L’avvio è quasi soporifero e la prima occasione si vede solo al 35′, quando Rabiot si rende protagonista di una percussione centrale e di un potente sinistro dal limite, sul quale Di Gregorio è attento e salva in tuffo. Un minuto dopo, Conceiçào salta Bartesaghi, mette al centro e Thuram segna da due passi. L’arbitro, dopo la segnalazione dalla sala Var, annulla per fuorigioco. Al 40′, Conceicao è ancora bruciante in fase di accelerazione su Bartesaghi, si accentra e ci prova con il mancino da posizione defilata, ma Maignan si oppone con il corpo. Il primo tempo termina a reti inviolate.
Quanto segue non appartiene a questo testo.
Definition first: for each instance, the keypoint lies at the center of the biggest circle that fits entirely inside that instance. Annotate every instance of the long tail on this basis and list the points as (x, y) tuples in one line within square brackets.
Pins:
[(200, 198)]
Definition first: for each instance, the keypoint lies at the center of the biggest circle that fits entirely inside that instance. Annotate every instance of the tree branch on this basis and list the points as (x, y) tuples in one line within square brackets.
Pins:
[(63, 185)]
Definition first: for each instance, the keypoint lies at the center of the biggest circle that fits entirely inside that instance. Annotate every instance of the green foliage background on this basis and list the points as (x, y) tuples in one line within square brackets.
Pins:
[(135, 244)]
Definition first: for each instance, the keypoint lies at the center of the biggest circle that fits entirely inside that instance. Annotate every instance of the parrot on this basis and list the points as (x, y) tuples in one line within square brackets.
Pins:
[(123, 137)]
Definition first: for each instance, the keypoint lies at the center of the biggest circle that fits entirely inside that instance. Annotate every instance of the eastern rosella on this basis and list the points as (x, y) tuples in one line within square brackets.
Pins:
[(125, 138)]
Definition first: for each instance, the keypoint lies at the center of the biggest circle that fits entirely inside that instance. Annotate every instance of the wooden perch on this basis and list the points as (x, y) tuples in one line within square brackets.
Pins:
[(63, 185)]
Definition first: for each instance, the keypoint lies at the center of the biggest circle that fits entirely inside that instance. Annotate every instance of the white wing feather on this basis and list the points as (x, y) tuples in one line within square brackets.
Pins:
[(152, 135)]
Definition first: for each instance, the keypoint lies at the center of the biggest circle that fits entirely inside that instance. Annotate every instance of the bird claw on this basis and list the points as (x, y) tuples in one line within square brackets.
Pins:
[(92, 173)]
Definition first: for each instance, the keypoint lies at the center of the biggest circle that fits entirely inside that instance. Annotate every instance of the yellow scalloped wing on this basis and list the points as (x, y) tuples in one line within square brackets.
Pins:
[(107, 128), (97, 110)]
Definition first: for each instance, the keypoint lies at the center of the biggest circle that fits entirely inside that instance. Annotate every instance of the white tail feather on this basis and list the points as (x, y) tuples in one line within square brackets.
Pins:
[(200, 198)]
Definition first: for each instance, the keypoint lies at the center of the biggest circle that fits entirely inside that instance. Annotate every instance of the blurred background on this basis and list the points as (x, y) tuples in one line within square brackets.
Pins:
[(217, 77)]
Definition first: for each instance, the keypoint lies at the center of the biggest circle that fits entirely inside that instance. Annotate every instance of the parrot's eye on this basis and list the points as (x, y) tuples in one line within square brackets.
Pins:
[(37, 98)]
La migliore opportunità per i padroni di casa di tutta la partita si materializza al 5′ della ripresa, quando Leao allarga per Saelemaekers alla fine di una rapida ripartenza, ma il destro del belga si stampa sulla traversa.
Alla mezzora un pesante scontro fortuito testa contro testa tra Modric e Locatelli costringe l’arbitro a fermare il gioco per alcuni minuti. Il croato è costretto a uscire dal campo, per fortuna sulle sue gambe. Nel finale succede poco o nulla con i due portieri quasi mai impegnati e con le due squadre che sembrano quasi accontentarsi dello 0-0. Il risultato non cambierà più.
La classifica vede il Milan al terzo posto a quota 67, con le lunghezze di vantaggio sulla Juventus quarta che rimangono tre. Si riduce invece a tre il margine favorevole dei bianconeri sull’accoppiata formata da Roma e Como in ottica lotta quarto posto.
– foto Ipa Agency –
(ITALPRESS).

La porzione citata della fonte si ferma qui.